18.10.2023

Oliver Errichiello

«Ich wünsche mir mehr Wahrhaftigkeit»

Noch nie war Werbung derart politisch und Politik gleichzeitig so getrieben von austauschbaren Werbebotschaften. Laut Markensoziologe Oliver Errichiello sei die Politik von der «kreativen Klasse» gekapert worden. Ein Gespräch über Werbung, Wahlen und Waschmittel.
Oliver Errichiello: «Ich wünsche mir mehr Wahrhaftigkeit»
«Ich wünsche mir eine Werbung, die sich als das sieht, was sie im Kern immer war, ist und sein wird: ein Mittel, um mehr zu verkaufen», so Oliver Errichiello, Markensoziologe und Autor von «Werbung für den Zeitgeist». (Bilder: zVg)

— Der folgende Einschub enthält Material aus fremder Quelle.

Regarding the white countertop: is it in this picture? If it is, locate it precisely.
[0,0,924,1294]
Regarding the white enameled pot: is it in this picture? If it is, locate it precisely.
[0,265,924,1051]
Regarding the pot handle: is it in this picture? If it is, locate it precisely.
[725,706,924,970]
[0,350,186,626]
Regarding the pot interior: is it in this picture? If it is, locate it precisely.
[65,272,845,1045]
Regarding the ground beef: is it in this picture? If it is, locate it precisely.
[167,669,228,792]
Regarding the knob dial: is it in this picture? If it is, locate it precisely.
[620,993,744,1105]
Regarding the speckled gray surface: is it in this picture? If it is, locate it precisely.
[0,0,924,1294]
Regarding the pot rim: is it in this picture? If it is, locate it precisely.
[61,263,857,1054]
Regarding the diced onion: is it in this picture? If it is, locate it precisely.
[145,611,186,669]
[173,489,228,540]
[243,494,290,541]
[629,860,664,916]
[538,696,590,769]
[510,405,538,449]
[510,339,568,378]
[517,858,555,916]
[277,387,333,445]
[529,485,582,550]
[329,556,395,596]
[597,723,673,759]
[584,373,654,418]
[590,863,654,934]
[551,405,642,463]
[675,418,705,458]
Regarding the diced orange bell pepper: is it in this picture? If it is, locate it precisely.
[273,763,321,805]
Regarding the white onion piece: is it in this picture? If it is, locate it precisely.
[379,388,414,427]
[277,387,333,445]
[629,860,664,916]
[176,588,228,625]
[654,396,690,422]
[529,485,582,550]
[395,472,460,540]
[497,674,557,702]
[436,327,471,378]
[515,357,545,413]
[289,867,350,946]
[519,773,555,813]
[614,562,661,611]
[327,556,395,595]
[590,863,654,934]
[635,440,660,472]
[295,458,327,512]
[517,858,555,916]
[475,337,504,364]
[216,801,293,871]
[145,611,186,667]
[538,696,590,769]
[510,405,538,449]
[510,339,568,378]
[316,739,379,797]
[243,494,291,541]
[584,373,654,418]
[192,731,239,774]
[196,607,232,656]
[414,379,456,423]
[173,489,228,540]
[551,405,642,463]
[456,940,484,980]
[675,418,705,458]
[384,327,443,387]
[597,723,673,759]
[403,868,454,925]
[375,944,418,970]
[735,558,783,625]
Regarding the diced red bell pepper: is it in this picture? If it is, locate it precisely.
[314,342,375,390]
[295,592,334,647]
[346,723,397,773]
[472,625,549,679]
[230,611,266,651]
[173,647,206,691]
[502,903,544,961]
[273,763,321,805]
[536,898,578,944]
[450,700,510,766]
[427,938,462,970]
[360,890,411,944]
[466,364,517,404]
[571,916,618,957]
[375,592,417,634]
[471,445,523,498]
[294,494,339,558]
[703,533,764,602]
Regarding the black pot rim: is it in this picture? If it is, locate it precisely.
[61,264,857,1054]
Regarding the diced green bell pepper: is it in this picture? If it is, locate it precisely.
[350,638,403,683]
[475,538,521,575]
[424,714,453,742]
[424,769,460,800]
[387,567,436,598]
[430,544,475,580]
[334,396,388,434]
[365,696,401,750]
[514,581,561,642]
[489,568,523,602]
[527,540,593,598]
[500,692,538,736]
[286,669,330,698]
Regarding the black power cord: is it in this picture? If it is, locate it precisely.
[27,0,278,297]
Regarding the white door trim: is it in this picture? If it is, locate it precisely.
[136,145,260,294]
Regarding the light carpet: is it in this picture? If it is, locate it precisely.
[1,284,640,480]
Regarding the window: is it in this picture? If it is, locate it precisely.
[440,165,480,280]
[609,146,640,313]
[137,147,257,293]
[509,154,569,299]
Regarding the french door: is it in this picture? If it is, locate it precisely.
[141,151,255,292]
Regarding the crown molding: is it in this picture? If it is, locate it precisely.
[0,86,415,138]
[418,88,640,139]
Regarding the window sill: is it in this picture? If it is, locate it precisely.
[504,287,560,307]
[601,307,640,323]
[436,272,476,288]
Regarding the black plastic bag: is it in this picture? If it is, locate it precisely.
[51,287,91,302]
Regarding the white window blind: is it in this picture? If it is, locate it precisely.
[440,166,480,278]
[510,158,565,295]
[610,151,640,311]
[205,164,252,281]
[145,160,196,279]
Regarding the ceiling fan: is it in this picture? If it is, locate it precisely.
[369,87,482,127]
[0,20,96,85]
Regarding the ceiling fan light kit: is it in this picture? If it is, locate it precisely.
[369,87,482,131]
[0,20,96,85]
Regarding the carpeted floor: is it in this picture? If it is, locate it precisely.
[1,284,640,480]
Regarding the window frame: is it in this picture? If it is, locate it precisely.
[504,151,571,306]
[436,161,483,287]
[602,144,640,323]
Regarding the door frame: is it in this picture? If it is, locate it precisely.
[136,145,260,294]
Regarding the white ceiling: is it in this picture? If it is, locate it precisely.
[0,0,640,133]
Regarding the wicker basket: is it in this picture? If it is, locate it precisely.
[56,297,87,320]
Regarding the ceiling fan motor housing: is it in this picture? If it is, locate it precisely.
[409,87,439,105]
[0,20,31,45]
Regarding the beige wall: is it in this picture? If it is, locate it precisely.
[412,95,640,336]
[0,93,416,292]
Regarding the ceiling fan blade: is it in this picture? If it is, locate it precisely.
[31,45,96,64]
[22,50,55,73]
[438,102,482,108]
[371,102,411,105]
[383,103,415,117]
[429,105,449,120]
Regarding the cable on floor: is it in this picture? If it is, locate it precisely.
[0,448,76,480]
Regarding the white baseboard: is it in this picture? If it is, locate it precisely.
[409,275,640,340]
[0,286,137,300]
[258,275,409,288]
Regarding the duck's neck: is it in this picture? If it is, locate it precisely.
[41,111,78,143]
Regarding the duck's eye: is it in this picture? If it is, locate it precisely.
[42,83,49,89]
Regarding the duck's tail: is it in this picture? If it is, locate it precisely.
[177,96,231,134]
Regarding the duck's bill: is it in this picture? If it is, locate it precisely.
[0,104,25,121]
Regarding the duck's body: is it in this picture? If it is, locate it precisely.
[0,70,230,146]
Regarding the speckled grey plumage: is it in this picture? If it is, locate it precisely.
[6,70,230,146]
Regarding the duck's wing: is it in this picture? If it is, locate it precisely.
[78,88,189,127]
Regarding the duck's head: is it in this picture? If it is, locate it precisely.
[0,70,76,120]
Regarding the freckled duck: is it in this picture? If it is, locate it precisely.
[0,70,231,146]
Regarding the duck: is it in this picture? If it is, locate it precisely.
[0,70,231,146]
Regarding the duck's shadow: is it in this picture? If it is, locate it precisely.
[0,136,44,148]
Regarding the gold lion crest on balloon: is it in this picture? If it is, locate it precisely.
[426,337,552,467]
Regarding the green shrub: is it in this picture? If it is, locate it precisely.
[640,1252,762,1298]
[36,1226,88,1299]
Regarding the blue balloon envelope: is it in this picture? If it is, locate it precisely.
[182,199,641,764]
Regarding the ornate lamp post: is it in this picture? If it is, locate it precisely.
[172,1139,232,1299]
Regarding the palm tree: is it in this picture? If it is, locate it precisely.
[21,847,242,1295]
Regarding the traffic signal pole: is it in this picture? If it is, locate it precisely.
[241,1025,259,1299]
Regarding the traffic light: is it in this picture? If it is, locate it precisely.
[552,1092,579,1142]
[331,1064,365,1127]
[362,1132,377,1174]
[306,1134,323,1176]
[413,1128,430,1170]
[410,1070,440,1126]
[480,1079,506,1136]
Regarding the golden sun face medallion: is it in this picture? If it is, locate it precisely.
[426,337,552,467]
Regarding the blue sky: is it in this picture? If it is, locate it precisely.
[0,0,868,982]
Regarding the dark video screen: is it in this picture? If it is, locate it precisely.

Oliver Errichiello, in wenigen Tagen finden in der Schweiz die Parlamentswahlen statt. Könnten wir Schweizer beim Wählen auf Werbebotschaften hereingefallen sein?
Das werden wir dann sehen, aber die altehrwürdige Schweizer Demokratie wird nicht von einigen Plakaten erschüttert werden. Grundsätzlich wird die Kraft der werblichen Kommunikation überschätzt. Kaum jemand glaubt noch Werbung, weil sie sich vielfach von den Realitäten und konkreten Leistungen verabschiedet hat. Die Werbung redet oft nur noch mit sich selbst und den Milieus, aus denen sich ihre Mitarbeiterschaft speist. Diese glauben oft zu wissen, was andere Menschen denken. Übrigens liegen keine belastbaren Studien zu der tatsächlichen Bedeutung von Parteienwerbung vor. Es wird untersucht, an welche Wahlwerbung wir uns erinnern, aber ob ein bestimmtes Plakat oder eine E-Mail unsere Wahlentscheidung beeinflusst hat, lässt sich kaum fundiert nachweisen.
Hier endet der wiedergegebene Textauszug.